GAS STATION CARNIVALS
O
utside the walls of the Crimson Cabaret was a world of rain and darkness. At intervals, whenever someone entered or exited through the front door of the club, one could actually see the steady rain and was allowed a brief glimpse of the darkness. Inside it was all amber light, tobacco smoke, and the sound of the raindrops hitting the windows, which were all painted black. On such nights, as I sat at one of the tables in that drab little place, I was always filled with an infernal merriment, as if I were waiting out the apocalypse and could not care less about it. I also liked to imagine that I was in the cabin of an old ship during a really vicious storm at sea or in the club car of a luxury passenger train that was being rocked on its rails by ferocious winds and hammered by a demonic rain. Sometimes, when I was sitting in the Crimson Cabaret on a rainy night, I thought of myself as occupying a waiting room for the abyss (which of course was exactly what I was doing) and between sips from my glass of wine or cup of coffee I smiled sadly and touched the front pocket of my coat where I kept my imaginary ticket to oblivion.
However, on that particular rainy November night I was not feeling very well.
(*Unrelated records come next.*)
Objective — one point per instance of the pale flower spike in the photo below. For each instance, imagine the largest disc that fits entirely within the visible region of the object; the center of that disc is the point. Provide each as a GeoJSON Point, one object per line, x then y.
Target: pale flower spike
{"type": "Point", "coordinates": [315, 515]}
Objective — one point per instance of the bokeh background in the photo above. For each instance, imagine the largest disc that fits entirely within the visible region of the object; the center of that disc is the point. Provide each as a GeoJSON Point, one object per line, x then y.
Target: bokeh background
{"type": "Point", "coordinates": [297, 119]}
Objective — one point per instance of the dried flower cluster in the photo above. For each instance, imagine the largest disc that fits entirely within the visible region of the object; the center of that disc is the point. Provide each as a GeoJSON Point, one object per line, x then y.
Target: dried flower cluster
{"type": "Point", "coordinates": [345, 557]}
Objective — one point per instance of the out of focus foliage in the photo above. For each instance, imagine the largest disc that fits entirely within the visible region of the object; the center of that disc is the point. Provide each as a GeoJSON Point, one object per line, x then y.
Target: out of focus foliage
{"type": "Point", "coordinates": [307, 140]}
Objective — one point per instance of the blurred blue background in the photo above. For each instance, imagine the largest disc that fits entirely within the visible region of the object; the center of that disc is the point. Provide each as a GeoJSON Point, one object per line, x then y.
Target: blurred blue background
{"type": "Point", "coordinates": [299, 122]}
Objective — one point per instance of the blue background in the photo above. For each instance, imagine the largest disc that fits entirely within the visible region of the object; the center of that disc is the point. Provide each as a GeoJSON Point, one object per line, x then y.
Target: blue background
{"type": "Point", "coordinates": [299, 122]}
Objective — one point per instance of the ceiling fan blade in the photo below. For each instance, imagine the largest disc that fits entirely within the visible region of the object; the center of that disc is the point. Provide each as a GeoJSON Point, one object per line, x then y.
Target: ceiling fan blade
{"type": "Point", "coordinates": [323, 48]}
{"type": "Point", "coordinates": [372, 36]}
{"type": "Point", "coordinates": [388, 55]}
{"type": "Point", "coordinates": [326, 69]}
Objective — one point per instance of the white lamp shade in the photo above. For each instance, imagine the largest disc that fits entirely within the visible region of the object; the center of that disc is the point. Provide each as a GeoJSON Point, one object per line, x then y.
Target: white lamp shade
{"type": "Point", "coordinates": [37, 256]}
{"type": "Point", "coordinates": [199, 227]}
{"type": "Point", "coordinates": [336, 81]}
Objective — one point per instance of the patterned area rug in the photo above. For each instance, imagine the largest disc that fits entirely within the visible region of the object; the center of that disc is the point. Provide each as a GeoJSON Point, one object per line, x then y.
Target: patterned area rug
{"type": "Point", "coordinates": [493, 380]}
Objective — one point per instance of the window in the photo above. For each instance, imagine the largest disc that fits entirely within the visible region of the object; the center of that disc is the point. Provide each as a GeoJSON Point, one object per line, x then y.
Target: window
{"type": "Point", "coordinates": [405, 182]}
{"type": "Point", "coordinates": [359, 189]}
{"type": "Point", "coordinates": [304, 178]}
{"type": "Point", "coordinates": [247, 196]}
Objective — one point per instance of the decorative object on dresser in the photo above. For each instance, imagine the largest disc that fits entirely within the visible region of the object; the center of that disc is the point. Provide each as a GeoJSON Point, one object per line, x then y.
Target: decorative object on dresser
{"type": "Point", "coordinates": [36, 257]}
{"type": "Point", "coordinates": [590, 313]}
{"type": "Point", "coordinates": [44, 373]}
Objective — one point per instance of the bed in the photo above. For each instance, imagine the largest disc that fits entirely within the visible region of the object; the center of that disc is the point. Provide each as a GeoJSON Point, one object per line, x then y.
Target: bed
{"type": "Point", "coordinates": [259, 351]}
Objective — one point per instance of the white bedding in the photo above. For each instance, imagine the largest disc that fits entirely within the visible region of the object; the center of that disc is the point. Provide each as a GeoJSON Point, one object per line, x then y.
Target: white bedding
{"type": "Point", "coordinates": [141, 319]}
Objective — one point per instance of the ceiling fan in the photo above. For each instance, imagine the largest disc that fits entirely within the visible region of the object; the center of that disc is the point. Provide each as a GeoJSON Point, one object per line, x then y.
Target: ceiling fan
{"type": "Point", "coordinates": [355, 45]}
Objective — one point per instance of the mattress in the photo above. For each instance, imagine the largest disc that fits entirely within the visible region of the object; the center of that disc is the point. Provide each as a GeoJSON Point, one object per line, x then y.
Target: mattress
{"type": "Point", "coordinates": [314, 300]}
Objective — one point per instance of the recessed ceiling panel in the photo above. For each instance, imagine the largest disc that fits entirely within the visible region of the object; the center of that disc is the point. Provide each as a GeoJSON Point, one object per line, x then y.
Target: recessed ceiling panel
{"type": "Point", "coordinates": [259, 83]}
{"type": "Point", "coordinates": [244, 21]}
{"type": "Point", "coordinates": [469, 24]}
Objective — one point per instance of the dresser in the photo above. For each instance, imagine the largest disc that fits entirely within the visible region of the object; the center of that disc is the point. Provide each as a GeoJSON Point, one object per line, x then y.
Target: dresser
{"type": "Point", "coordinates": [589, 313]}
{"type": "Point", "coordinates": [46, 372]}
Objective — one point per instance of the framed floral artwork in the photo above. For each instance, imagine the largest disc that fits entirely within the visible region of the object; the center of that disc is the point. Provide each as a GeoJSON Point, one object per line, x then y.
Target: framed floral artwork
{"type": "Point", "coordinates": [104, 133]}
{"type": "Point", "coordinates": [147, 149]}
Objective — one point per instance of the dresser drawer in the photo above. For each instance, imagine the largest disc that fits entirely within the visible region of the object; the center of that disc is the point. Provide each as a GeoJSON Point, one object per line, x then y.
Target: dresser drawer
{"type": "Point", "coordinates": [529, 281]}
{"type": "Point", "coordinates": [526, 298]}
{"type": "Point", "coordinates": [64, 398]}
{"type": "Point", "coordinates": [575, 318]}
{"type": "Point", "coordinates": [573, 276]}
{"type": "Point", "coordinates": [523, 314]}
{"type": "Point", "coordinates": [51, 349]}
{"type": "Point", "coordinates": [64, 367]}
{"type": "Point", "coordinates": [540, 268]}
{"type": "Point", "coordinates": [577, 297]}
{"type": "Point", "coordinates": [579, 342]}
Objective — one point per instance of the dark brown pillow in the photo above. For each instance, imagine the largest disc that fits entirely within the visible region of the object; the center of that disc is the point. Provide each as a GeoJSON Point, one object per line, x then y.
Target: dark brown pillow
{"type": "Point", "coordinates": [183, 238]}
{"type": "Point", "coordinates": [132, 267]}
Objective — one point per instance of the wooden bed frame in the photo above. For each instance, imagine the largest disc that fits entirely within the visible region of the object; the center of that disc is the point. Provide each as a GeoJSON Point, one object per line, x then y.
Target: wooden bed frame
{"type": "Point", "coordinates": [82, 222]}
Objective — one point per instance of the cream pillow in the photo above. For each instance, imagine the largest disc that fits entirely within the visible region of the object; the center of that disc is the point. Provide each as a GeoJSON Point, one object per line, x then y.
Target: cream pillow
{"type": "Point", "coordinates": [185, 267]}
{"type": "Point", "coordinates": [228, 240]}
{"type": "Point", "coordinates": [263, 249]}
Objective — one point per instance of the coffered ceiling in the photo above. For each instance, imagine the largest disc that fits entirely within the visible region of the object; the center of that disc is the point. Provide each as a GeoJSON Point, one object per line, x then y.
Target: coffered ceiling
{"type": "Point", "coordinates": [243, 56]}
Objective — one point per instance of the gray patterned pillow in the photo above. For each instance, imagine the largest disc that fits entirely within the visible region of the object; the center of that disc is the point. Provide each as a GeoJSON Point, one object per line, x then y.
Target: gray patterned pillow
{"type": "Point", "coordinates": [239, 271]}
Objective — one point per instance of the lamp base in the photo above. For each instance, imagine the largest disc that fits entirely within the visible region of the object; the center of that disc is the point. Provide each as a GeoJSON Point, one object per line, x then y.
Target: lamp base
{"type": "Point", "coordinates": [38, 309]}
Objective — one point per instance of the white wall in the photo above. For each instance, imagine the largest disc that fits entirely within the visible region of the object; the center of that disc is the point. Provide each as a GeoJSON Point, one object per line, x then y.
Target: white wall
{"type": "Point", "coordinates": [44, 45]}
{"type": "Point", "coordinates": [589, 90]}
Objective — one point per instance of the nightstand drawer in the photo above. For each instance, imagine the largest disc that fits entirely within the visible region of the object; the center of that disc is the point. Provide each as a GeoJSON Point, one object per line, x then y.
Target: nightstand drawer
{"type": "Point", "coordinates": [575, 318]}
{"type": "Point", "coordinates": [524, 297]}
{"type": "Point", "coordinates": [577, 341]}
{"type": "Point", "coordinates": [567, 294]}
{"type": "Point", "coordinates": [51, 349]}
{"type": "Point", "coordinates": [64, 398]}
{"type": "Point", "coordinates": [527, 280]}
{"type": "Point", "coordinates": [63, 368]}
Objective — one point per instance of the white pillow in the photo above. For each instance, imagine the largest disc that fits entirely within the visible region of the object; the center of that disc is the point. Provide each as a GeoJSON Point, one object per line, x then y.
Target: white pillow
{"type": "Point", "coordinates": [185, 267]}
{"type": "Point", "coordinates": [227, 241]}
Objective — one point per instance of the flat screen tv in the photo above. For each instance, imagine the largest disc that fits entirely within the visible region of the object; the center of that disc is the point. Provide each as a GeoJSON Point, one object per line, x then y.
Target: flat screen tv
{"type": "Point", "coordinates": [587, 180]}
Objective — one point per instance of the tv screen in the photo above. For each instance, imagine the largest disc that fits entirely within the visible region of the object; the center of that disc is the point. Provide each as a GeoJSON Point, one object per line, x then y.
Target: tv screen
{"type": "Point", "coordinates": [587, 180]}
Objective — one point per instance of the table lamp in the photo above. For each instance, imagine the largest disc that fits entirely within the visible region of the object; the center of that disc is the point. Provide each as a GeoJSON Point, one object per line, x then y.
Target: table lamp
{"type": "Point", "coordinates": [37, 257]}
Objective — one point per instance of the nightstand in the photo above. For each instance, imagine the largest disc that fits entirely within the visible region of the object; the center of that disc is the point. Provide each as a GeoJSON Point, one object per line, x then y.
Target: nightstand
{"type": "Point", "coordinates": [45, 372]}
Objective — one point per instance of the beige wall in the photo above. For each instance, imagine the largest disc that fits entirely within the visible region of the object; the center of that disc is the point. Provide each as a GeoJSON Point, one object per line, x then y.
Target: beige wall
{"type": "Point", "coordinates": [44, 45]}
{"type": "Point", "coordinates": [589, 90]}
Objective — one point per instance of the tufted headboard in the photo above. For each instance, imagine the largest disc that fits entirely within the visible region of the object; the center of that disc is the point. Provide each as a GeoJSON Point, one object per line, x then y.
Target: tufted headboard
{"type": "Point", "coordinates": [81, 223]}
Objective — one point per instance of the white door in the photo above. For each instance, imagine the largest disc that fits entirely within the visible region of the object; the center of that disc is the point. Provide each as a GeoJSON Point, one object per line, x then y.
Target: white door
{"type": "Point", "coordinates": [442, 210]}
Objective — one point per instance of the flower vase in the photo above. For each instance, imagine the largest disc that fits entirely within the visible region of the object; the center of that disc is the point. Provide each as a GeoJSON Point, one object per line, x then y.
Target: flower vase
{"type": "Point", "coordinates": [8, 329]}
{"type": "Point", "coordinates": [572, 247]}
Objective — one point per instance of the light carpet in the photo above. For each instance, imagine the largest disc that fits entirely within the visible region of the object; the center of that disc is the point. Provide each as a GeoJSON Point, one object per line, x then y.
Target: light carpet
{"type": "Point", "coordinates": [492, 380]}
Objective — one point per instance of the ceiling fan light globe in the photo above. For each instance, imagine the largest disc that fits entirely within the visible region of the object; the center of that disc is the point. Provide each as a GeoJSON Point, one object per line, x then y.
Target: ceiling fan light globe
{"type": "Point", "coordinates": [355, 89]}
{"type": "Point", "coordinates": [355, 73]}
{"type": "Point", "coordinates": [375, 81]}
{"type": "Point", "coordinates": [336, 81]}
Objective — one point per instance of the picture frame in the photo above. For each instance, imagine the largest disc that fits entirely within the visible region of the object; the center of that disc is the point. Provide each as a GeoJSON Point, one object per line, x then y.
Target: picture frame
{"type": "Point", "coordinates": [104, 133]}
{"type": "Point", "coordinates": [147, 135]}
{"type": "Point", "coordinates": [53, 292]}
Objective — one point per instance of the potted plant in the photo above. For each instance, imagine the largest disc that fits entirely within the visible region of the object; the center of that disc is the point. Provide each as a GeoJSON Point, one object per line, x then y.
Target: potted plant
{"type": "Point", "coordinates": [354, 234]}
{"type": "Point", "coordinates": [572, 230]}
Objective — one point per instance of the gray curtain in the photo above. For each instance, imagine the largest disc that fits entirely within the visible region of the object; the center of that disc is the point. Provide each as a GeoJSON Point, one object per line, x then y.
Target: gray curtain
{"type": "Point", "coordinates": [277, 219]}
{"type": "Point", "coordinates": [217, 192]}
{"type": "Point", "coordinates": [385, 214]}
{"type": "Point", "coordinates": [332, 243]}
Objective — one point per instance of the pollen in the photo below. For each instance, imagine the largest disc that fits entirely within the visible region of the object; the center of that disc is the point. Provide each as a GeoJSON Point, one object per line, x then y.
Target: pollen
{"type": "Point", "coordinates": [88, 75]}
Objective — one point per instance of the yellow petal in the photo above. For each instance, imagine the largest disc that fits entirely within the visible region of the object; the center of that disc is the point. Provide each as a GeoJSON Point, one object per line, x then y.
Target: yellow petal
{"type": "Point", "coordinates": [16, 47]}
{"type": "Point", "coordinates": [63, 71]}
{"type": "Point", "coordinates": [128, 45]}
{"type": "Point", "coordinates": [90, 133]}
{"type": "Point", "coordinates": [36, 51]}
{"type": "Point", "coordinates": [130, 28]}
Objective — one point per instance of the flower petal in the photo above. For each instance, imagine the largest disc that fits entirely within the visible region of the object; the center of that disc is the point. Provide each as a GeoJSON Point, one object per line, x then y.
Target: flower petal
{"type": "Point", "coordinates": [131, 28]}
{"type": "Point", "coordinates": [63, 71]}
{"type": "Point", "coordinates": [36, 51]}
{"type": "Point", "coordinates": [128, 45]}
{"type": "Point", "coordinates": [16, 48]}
My stomach was slightly queasy, as if signalling the onset of a virus or even food poisoning. Another source for my malaise, I thought to myself, might well have been my longstanding nervous condition, which fluctuated from day to day but was always with me in some form and manifested itself in a variety of symptoms both physical and psychic. I was in fact experiencing a faint sensation of panic, although this in no way ruled out the possibility that the queasiness of my stomach was due to a strictly physical cause, either viral or toxic. Neither did it rule out a third possibility which I was trying to ignore at that point in the evening. Whatever the etiology of my stomach disorder, I felt the need to be in a public place that night, so that if I should collapse – an eventuality I often feared – there would be people around who might attend to me, or at least shuttle my body off to the hospital. At the same time I was not seeking close contact with any of these people, and I would have been bad company in any case, sitting there in the corner of the club drinking mint tea and smoking mild cigarettes out of respect for my ailing stomach. For all these reasons I had brought my notebook with me that night and had it lying open on the table before me, as if to say that I wanted to be left alone to mull over some literary matters. But when Stuart Quisser entered the club at approximately ten o’clock, the sight of me sitting at a corner table with my open notebook, drinking mint tea and smoking mild cigarettes so that I might stay on top of the situation with my queasy stomach, did not in the least discourage him from walking directly to my table and taking the seat across from me. A waitress came over to us. Quisser ordered some kind of white wine, while I asked for another cup of mint tea.